Now that this introduction stuff is out of the way I guess its time to get into more of the day-to-day stuff. Nothing too eventful today…I hate public transit. I grew up on a farm where we either walked or drove everywhere.

I feel guilty about pushing the stop request button and inconveniencing people. Sometimes I wait until someone else pushes it first, and oftentimes I’m like 5 stops beyond where I want to be.

Where I’m from people say “please” and “thank you” and let you bud in line if you really have to pee. Here it’s different. I like it but this whole public transit thing scares me. Although I pay the same fair as other passengers I still feel like a second-class rider. There are many who utilize it everyday, or have been for years. These are the ones with the truly vested interest in public transit. I’m an occasional rider, subject to the prevailing attitude of the long-term rocket riders.

People are pretty territorial; most rules governing behavior simply aren’t adhered to. I don’t know if it’s a function of the demographic, or of the swelling population competed over the same amount of resources.
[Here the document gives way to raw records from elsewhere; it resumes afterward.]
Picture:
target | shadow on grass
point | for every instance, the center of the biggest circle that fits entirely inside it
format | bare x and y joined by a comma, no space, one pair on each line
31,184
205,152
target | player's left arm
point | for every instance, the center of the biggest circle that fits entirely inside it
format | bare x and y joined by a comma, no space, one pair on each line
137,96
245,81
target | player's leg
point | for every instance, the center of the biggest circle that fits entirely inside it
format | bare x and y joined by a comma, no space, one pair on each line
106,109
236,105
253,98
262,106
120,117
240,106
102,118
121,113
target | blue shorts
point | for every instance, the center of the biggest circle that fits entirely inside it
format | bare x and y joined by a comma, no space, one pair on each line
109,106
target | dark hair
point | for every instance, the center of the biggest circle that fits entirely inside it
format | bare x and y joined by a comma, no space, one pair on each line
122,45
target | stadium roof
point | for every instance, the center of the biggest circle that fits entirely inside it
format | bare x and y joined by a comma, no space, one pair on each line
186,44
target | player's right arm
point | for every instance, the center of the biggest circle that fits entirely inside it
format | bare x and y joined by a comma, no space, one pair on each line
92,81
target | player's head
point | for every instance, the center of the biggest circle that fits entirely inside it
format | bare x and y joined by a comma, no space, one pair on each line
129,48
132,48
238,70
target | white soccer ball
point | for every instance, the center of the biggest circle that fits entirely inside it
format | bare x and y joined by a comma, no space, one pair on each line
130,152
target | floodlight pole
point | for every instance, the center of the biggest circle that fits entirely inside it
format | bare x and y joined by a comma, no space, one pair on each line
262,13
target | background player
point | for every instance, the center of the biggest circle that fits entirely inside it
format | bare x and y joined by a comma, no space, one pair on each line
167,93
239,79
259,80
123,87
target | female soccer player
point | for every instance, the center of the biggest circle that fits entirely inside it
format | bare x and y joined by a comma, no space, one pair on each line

But people devolve down there. People mark their territory; they leave their garbage behind as a sign that this is their stomping ground. They fight for supremacy, all jostling for the higher pole position so as to not have someone’s armpit stuck in their face. I guess there is no better way to dominate someone then to force them to smell your stank ass B.O. at 7 in the morning.

It really is, at some points, the law of the jungle, and the TTC hurdles us back into the Paleolithic era or (whenever cave men first were invented) all at 100 mph. The rapid devolution of man; all courtesy of the taxpayers of Toronto and the Province of Ontario. For all the good that public transit affords our city (lower emissions, convenience etc.) perhaps its greatest gift is it offers a glimpse of what life was like or could return to if there was another wildcat strike.

On this bus or subway I am definitely the lesser specimen, I don’t push to get on, I give up my seat, I don’t argue with the bus driver. Once I watched some strung out lady yell at the bus driver. Right away I thought to myself “OMG that ladies gonna’ get in trouble.” Then I realized-by who? The bus driver? I felt this way because I rode one of those big ass school buses to school every morning. You couldn’t mess around on them. For me the hierarchy of authority was like –policeman, fireman, bus driver. They were more important than a judge!

Where I’m at is a far cry from where I came from.